The Song and the Sorrow
(Canada, 43 min.)
Dir. Millefiore Clarkes
Anne Murray’s “Snowbird” is a buoyant and breezy ray of sunshine that helped put Canadian music on the map. Listen closely to the words, though, and this song is actually one of great sadness. As penned by the late singer-songwriter Gene MacLellan, “Songbird” conveys great sorrow as it expresses a hunger to escape and fly freely. It takes MacLellan’s daughter Catherine to recognize the heartache in the song that many people find so sweet.
Catherine continues her father’s legacy as a musician, but she also inherited his struggles with mental illness. One difference between the elder MacLellan’s era and Catherine’s is an overall openness in terms of how people now discuss mental illness. Back in Gene’s day, he only put his words into songs to express his pain.
Music still offers a cathartic outlet to people living with mental illness, but people of Catherine’s generation have the fortune of speaking openly about their conditions without as great a fear of stigma. The music and legacy of the MacLellan clan receives a poignant and thoughtful study in Millefiore Clarkes’ NFB doc The Song and the Sorrow, which opened last night’s Rendezvous with Madness Festival with a screening that featured a musical encore from Catherine. Clarkes has previously worked with MacLellan on several music videos and the doc sparks with a natural rapport between the director and her subject. The Song and the Sorrow offers an intimate portrait of the two generations of MacLellans as Catherine retraces her father’s life and music in search of answers to help her understand the man she lost—and the mental illness with which she lives.
The film draws audience close as Catherine sits down with her family and Gene’s peers to excavate his past. The Song and the Sorrow avoids the one-note celebratory pitfall of many profile docs as it contains all of MacLellan’s greatest hits while conveying the lows that accumulated until he committed suicide in January 1995. Catherine visits a number of notable figures in Gene’s musical circle, including Anne Murray and Ron Hynes, the latter of whom performs a bit from his song “Godspeed,” written in farewell to MacLellan. They, like many of the interviewees, didn’t recognize the signs that Gene was mentally ill. A particularly emotional exchange with Judith MacLellan, Gene’s widow and Catherine’s mother, proves most effective in conveying the need to bring conversations of mental illness out into the open as she recalls choosing to avoid the conversation with her children. She rationalizes as equal parts discomfort and uncertainty of how to address the topic.

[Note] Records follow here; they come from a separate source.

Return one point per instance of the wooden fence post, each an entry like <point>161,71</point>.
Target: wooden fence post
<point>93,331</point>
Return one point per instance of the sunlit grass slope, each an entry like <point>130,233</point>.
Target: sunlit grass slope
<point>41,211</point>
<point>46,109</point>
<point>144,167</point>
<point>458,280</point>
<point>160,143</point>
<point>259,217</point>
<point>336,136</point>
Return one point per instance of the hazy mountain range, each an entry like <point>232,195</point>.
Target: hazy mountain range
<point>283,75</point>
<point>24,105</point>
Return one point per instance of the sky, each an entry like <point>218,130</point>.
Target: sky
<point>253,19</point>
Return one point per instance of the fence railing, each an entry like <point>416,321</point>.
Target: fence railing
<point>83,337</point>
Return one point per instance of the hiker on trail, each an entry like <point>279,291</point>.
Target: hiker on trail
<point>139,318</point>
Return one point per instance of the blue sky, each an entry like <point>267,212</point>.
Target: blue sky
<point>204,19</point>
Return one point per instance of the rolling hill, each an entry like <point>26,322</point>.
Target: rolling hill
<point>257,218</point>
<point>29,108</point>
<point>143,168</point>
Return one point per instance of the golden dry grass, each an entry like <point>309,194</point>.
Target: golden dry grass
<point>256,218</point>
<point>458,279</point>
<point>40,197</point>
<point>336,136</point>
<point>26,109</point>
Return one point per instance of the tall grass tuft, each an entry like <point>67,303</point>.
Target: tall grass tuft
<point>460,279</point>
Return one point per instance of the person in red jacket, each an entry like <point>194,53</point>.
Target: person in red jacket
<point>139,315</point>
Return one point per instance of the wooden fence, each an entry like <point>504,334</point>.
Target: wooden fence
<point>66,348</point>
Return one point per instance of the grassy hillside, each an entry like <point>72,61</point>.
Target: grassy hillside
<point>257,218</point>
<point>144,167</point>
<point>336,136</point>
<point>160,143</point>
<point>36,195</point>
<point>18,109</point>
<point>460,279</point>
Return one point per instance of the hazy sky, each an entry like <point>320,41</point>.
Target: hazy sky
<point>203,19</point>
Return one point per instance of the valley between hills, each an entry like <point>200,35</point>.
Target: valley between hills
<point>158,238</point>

Clarkes lets Catherine do the talking as the film forgoes conventional narration and pieces together audio excerpts from conversations that the younger MacLellan has with her father’s peers while archival footage presents images of Gene and the MacLellan family. Even when Clarkes shows the chats—which are too personal and intimate to call “interviews”—the camera often focuses on Catherine’s reaction as she listens to stories from friends and family who didn’t recognize Gene’s distress. Cinematographer Kyle Simpson zooms in extremely close on MacLellan and other subjects as they discuss Gene and mental illness, and the doc effectively pulls viewers into tight proximity. The intimacy of the film draws one into the conversation, emphasizing the words and emotions of the discussions to create an open and inclusive atmosphere for confronting mental illness.
The music proves especially effective as The Song and the Sorrow culminates with Catherine taking the stage and performing her father’s songs while sharing her own experience with mental illness with the audience. As she draws out the sorrowful notes of “Songbird” that sound so deceptively sweet in most other recorded versions, the doc encourages audiences to find empathy with those who suffer from mental illness and confront it head-on. The words are all there in “Songbird”—one just needs to listen closely to recognize the pain.